Beyond the information and revelation of the documents themselves, open-government advocates argue, this nonlegal standard of disclosure has represented a rare example of political compromise.

"Democracy doesn't work if the attitude of people running for leadership is 'I will get away with whatever I can get away with and what the law doesn't specifically prohibit,'" said Yochai Benkler, a Harvard Law professor and advisor to the Sunlight Foundation. "That is a barely acceptable way for people who work in the private sector."

House members are required to annually file statements of their personal finances. In addition, all but three states — Idaho, Michigan, and Vermont — require state legislators to file financial disclosure statements, although the extent of those disclosures can vary widely. (You can see the disparities in this table provided by the National Conference of State Legislatures). But while these statements do reveal certain information about public officials' assets, investments, and liabilities, they do not provide the same nuance and detail that can be found on a common IRS Form 1040, which might show offshore investments, charitable contributions, specific debts and how taxes are paid or avoided.

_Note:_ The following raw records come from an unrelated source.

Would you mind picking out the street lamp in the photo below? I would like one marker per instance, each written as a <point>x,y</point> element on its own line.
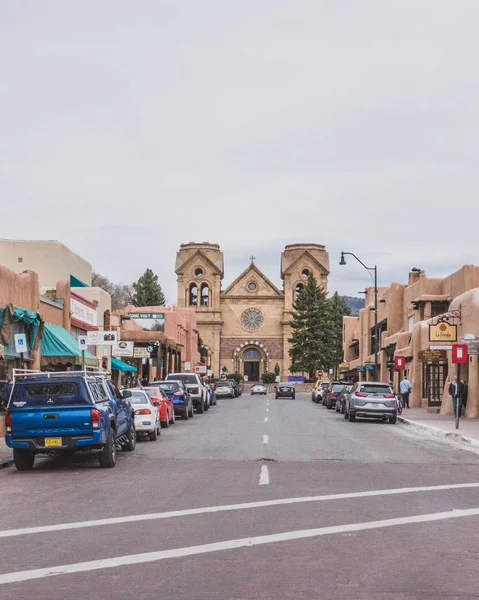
<point>342,262</point>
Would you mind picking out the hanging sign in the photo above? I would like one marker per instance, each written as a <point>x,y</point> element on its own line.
<point>443,332</point>
<point>99,338</point>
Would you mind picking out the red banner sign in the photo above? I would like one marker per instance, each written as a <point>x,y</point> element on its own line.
<point>459,353</point>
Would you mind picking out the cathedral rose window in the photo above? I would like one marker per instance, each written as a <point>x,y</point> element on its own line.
<point>251,319</point>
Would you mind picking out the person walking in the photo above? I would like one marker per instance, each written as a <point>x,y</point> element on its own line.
<point>457,391</point>
<point>405,388</point>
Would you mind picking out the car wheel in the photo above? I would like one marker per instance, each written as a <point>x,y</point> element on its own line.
<point>130,445</point>
<point>107,456</point>
<point>23,459</point>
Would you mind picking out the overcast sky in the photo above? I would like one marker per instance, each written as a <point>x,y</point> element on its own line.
<point>128,127</point>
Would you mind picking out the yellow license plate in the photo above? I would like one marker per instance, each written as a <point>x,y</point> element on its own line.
<point>53,442</point>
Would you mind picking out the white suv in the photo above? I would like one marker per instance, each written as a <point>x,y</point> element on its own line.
<point>194,385</point>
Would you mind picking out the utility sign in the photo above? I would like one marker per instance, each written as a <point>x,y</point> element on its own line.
<point>459,353</point>
<point>20,343</point>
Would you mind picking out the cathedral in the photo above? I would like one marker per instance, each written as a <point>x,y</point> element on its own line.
<point>245,327</point>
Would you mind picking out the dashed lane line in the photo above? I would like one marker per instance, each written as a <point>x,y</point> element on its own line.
<point>231,507</point>
<point>249,542</point>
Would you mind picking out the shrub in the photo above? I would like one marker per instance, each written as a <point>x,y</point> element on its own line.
<point>268,377</point>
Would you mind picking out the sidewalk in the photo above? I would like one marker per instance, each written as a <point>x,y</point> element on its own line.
<point>443,426</point>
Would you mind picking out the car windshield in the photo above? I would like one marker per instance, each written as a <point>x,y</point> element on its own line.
<point>375,389</point>
<point>186,378</point>
<point>138,398</point>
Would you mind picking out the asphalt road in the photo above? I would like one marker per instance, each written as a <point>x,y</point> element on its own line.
<point>257,499</point>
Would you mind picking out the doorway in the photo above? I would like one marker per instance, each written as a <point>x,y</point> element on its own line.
<point>251,370</point>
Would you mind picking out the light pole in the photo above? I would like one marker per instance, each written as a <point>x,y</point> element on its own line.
<point>376,340</point>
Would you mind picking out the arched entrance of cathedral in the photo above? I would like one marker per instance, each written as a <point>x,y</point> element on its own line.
<point>252,361</point>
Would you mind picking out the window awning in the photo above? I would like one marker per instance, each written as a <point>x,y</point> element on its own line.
<point>119,365</point>
<point>57,344</point>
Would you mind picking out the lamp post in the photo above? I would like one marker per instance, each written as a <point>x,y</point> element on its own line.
<point>342,262</point>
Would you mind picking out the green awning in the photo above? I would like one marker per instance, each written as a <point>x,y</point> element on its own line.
<point>119,365</point>
<point>57,344</point>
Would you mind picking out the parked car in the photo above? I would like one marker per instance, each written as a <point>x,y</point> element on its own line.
<point>285,389</point>
<point>196,389</point>
<point>212,395</point>
<point>318,391</point>
<point>180,397</point>
<point>371,399</point>
<point>147,416</point>
<point>259,388</point>
<point>236,386</point>
<point>164,404</point>
<point>224,389</point>
<point>342,398</point>
<point>63,412</point>
<point>331,394</point>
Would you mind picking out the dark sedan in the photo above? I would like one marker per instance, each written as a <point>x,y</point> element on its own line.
<point>285,390</point>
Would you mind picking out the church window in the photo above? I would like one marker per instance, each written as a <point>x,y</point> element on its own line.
<point>299,288</point>
<point>251,319</point>
<point>205,294</point>
<point>193,295</point>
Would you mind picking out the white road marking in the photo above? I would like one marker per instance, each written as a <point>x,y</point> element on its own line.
<point>249,542</point>
<point>264,475</point>
<point>230,507</point>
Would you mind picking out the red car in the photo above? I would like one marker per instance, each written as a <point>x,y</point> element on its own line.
<point>165,405</point>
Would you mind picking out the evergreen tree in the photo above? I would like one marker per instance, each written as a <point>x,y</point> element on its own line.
<point>339,309</point>
<point>148,291</point>
<point>312,341</point>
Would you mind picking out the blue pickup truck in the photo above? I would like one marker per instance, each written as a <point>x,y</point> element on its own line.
<point>67,412</point>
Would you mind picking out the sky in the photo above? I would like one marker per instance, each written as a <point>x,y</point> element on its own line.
<point>128,128</point>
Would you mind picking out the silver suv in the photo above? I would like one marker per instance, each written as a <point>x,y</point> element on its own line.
<point>371,399</point>
<point>196,389</point>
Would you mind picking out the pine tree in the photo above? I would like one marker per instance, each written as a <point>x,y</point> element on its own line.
<point>148,291</point>
<point>339,309</point>
<point>312,341</point>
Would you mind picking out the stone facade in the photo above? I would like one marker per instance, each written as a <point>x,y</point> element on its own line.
<point>245,327</point>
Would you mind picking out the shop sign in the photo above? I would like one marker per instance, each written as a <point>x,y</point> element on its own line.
<point>140,353</point>
<point>149,321</point>
<point>443,332</point>
<point>432,355</point>
<point>99,338</point>
<point>122,349</point>
<point>82,312</point>
<point>459,353</point>
<point>472,342</point>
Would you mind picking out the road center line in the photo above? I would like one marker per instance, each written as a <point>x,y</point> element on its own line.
<point>264,475</point>
<point>135,559</point>
<point>231,507</point>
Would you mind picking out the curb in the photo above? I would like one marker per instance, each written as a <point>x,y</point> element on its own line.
<point>450,436</point>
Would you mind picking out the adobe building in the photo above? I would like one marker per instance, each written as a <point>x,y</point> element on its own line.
<point>245,327</point>
<point>405,313</point>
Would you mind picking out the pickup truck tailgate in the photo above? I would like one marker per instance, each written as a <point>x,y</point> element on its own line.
<point>55,420</point>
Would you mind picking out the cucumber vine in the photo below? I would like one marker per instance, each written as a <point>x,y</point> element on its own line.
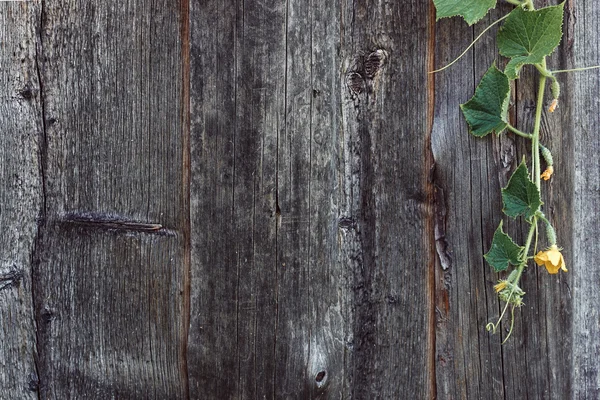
<point>526,37</point>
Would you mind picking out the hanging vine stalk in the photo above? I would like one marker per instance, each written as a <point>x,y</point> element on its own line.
<point>526,37</point>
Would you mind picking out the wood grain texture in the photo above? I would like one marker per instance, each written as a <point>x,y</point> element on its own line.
<point>386,192</point>
<point>309,249</point>
<point>109,291</point>
<point>20,196</point>
<point>584,175</point>
<point>272,199</point>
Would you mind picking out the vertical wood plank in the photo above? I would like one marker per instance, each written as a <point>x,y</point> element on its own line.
<point>109,276</point>
<point>386,196</point>
<point>20,195</point>
<point>272,307</point>
<point>584,173</point>
<point>238,111</point>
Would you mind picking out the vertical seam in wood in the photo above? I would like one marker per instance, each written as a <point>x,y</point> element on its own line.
<point>43,154</point>
<point>277,208</point>
<point>430,220</point>
<point>186,170</point>
<point>307,377</point>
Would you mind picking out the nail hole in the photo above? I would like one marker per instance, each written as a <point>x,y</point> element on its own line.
<point>320,376</point>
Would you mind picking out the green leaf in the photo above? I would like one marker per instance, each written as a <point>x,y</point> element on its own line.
<point>503,251</point>
<point>487,109</point>
<point>528,36</point>
<point>471,10</point>
<point>521,196</point>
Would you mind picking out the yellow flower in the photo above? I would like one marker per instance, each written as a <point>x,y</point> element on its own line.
<point>547,173</point>
<point>500,286</point>
<point>552,259</point>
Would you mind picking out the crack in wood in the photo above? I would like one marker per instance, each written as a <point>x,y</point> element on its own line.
<point>103,222</point>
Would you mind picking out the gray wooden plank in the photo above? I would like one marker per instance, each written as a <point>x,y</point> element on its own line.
<point>109,277</point>
<point>386,196</point>
<point>584,173</point>
<point>20,196</point>
<point>237,95</point>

I could see the [Clinton] administration and Congress say we ought to put this standard into law, but if that doesn't happen, I think Trump has defined the standard down.
Trevor Potter
former head of Federal Election Commission

In response to Trump, Sen. Ron Wyden of Oregon, the ranking Democrat on the Senate Finance Committee, proposed legislation in May called the Presidential Tax Transparency Act. The moonshot bill would authorize the IRS to release presidential nominees' tax returns in the event the nominee declined to do so voluntarily. The legislation has only nine co-sponsors; A twin bill in the House has 33, including two Republicans.

Potter said that if Hillary Clinton wins the presidency, the dynamic in Washington might be right to pass this kind of legislation. "I could see the [Clinton] administration and Congress say we ought to put this standard into law, but if that doesn't happen, I think Trump has defined the standard down."

Other reformers argue that a legislative recourse would be far-fetched no matter who is in the White House. The best hope, they say, is for voters to punish nondisclosers.

And that has advocates turning their attention to the Missouri governor's race, which has been seized in recent weeks by a cat-and-mouse game over Republican nominee Eric Greitens' refusal to release his returns. In response, his opponent, Democratic Attorney General Chris Koster, has refused to participate in debates until those returns have been made public. A St. Louis Post-Dispatch poll released this week found that 68 percent of registered likely voters in the state want their office-seekers to release returns. Polls show the race in a virtual deadlock.